The survey of about 1600 transgender and gender-diverse people found that less than 50% of respondents felt that they received sexual health care that was sensitive to their individual needs in general practice, and less than 30% received such care in hospitals. Survey respondents also reported that more than 40% of general practice clinical staff and more than 60% of hospital clinical staff made assumptions about their body or sex life. Dr Denton said negative experiences with health professionals “put a bad taste” in the mouths of transgender and gender-diverse people.

“If you don’t feel respected in health care … you are less likely to engage in health care, so that is troubling,” he said.

Dr Bisshop said the way in which transgender people were supported in general practice was mixed.

“Most GPs would like to do better than they do, but they don’t know where to find the resources or they don’t know the resources exist [to assist them],” she said. “We need more studies like this looking at trans and gender diversity. We need to find better ways of identifying their specific health problems, and their situation with respect to STI testing and treatment.”

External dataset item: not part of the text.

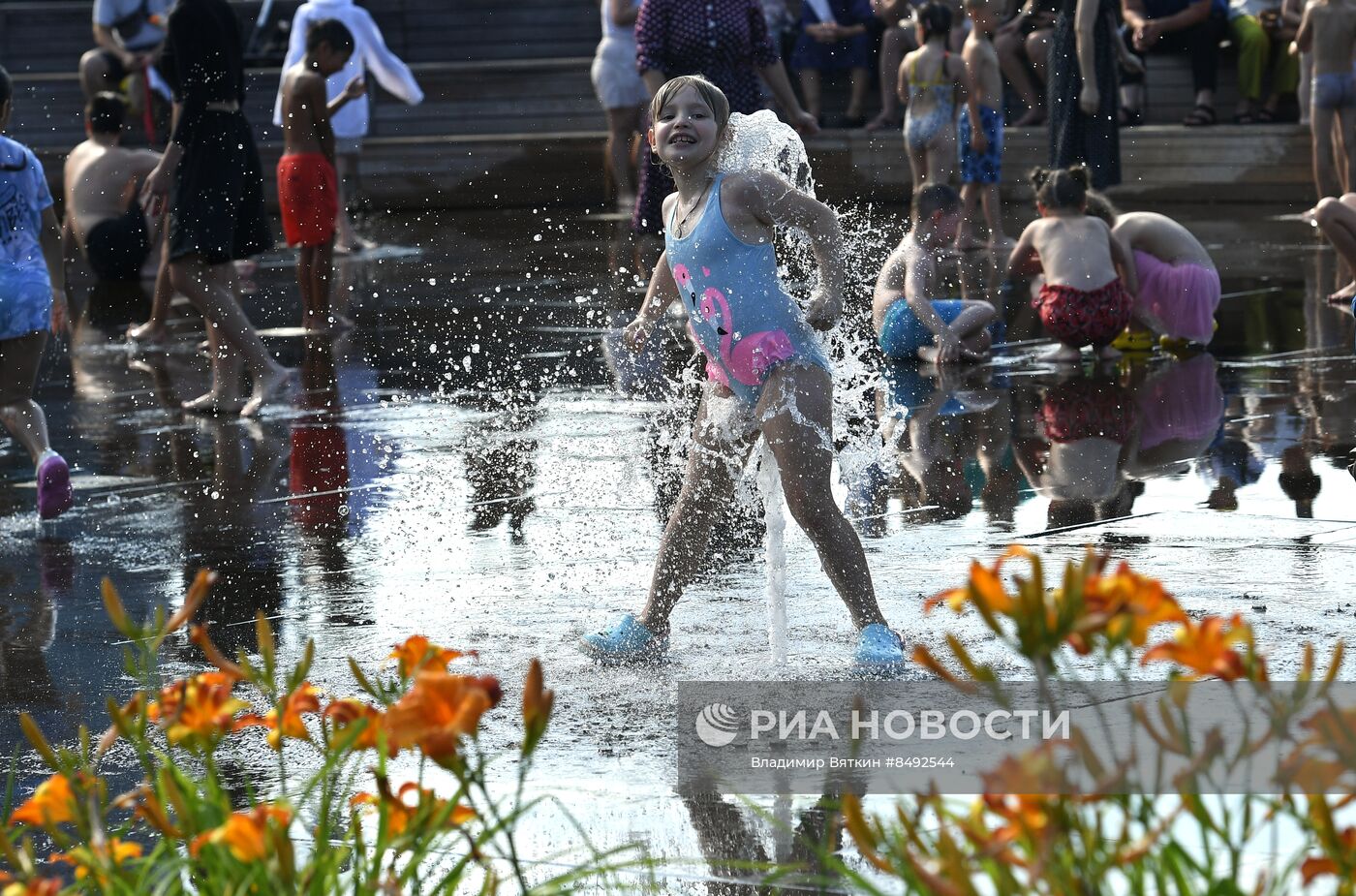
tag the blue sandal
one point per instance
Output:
(628, 641)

Dr Bisshop said it was also important to be able to link a patient’s sexual health care with their gender-affirming hormone care.

“If you can have doctors who are prepared to do both, then you are much more likely to have patients who are engaged in care, who will come in for regular screening and their sexual health needs. The best-case scenario would be their GP, then they can form a relationship with them which will lead on to being able to disclose other areas of concern in their lives including their sexual health needs.”